Third-party chipset suppliers have given their seal of approval to the Advanced Micro Devices Athlon 64 microprocessor, based on the number of chipsets slated to be launched next year.
According to a recent presentation AMD made to its resellers, five chipset suppliers—ALI, ATI Technologies Inc., Nvidia Corp., Silicon Integrated Systems Inc. and Via Technologies Inc. – have slated new Athlon 64 chipsets or refreshes of existing products early in 2004.
The roadmaps were reported by DarkCrow, a Korean website. The authenticity of the slides was confirmed by an AMD spokeswoman, although she deferred specific questions about the third-party chipsets to their respective vendors.
Many chipset suppliers preannounced their plans on or before the Athlon 64 was launched in late September, according to analyst Dean McCarron, principal at Mercury Research, Cave Creek, Ariz.

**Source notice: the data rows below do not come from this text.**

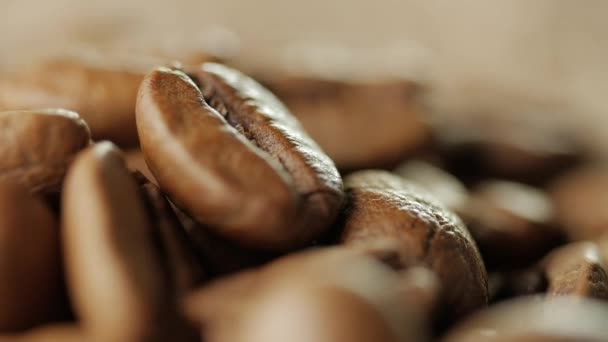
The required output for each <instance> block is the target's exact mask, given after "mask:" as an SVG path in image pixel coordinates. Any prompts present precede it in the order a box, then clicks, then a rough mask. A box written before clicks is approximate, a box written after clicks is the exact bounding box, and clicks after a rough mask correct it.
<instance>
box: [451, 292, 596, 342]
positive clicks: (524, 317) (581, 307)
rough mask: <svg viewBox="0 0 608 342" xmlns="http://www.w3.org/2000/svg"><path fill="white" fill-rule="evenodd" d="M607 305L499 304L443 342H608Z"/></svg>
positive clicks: (538, 302)
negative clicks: (486, 341) (567, 341)
mask: <svg viewBox="0 0 608 342" xmlns="http://www.w3.org/2000/svg"><path fill="white" fill-rule="evenodd" d="M606 317H608V304H606V303H604V302H602V301H596V300H590V299H579V298H577V299H573V298H570V297H561V298H555V299H552V300H545V299H544V298H542V297H525V298H521V299H516V300H511V301H507V302H504V303H500V304H497V305H494V306H491V307H490V308H488V309H486V310H482V311H480V312H479V313H477V314H475V315H473V316H472V317H470V318H468V319H466V320H464V322H462V323H460V324H458V326H456V327H455V328H454V329H453V330H451V331H450V332H449V333H448V334H447V335H446V336H444V337H443V338H442V339H441V340H442V341H446V342H452V341H454V342H468V341H475V342H485V341H488V342H489V341H492V342H496V341H504V342H507V341H560V342H562V341H563V342H566V341H568V342H570V341H571V342H576V341H590V342H591V341H597V342H599V341H606V336H608V325H607V324H606Z"/></svg>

When the processors launch was pushed out by a month or two, most vendors either decided to refresh their products or waited until they thought the market was viable, he said.
“Via and Nvidia went into early production in a market now that is, truthfully, measured only in hundreds of thousands of units,” McCarron said. “The smaller vendors just getting to market only have so many resources to throw at these things.”
Although ALI, Nvidia, SIS, and Via all have announced and begun to ship Athlon 64 chipsets that use the Accelerated Graphics Port (AGP), a major refresh will be timed for the introduction of PCI Express in the first half of next year. PCI Express will replace PCI, although some motherboard vendors are expected to include PCI Express-PCI bridges that will create a transition period for the new infrastructure.
All five chipset vendors plan PCI Express chipsets, most designed to ship to board makers in the second quarter of 2004: the ALI 1697, a single-chip PCI Express chipset with WLAN capabilities; the ATI RX480; the Nvidia Crush 3GIO; the SIS 756, apparently boasting both 8X AGP as well as PCI Express; and the Via K8T890.